As a Red Cross instructor, I offer a course entitled Damage Assessment.  This course teaches the student how to categorize homes that have been damaged by weather events.  This enables us to designate help based on the level of damage to a person’s home. A class was conducted around noon with both South Atlantic and Carolina conference team members in attendance; by 3 p.m. all were certified and could now begin assessing homes.

October 4

The work continues in North Carolina and ACS DR is working to coordinate the efforts of our teams around the division.  On Oct. 3, Chesapeake Conference delivered flood buckets, non-perishable food, and other items to the Ephesus church.  Then Tad Long of the Keene Seventh-day Adventist Church (Texas Conference) delivered more flood buckets, additional cleaning supplies, and food for the residents of New Bern.
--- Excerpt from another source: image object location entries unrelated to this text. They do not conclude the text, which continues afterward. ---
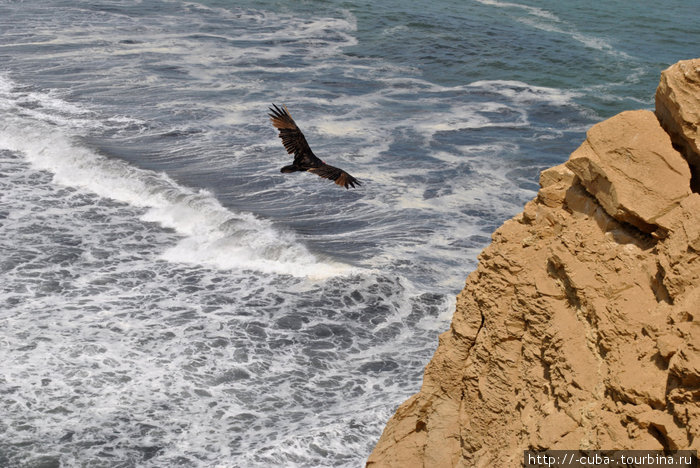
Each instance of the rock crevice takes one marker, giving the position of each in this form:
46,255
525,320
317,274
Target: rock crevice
580,327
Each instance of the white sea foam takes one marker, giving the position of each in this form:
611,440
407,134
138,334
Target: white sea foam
212,235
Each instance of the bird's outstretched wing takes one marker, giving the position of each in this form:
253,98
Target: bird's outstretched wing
292,138
304,159
338,176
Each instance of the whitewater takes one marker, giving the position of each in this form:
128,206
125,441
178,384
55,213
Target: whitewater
169,298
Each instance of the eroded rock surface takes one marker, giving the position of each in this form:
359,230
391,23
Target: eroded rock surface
580,328
678,109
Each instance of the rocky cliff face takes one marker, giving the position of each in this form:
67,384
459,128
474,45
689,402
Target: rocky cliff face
580,328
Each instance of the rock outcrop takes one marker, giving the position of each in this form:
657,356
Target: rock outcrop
580,328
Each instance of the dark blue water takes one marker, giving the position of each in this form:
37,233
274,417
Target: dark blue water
170,299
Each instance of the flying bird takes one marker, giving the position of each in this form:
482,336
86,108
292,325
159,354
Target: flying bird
304,159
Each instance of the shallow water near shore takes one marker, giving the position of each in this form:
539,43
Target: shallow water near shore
170,299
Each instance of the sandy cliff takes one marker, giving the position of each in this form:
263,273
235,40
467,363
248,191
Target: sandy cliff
580,328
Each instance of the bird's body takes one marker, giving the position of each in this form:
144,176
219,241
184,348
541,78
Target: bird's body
304,159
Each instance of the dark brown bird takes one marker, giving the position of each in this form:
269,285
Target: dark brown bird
304,159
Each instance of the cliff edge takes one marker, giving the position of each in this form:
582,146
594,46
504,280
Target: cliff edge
580,327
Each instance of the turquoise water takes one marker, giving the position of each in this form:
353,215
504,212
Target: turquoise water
170,299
Late tonight a delivery from Southwestern Union will arrive with more than 2,000 flood buckets and hygiene kits for those living in areas that have been ravaged by the hurricane. Another truck delivery is planned for Friday. And a team of 12 from Northeastern Conference (Atlantic Union) is scheduled to arrive on Sunday, Oct. 7, for a week of “muck out” cleaning.

Our combined efforts are leading to many being served and our local teams are now looking for ways to continue to stay involved in recovery efforts.

I am encouraged by the real spirit of togetherness that has been shown across conference, state, and church lines. ACS DR can be commended for the effort and work that is taking place.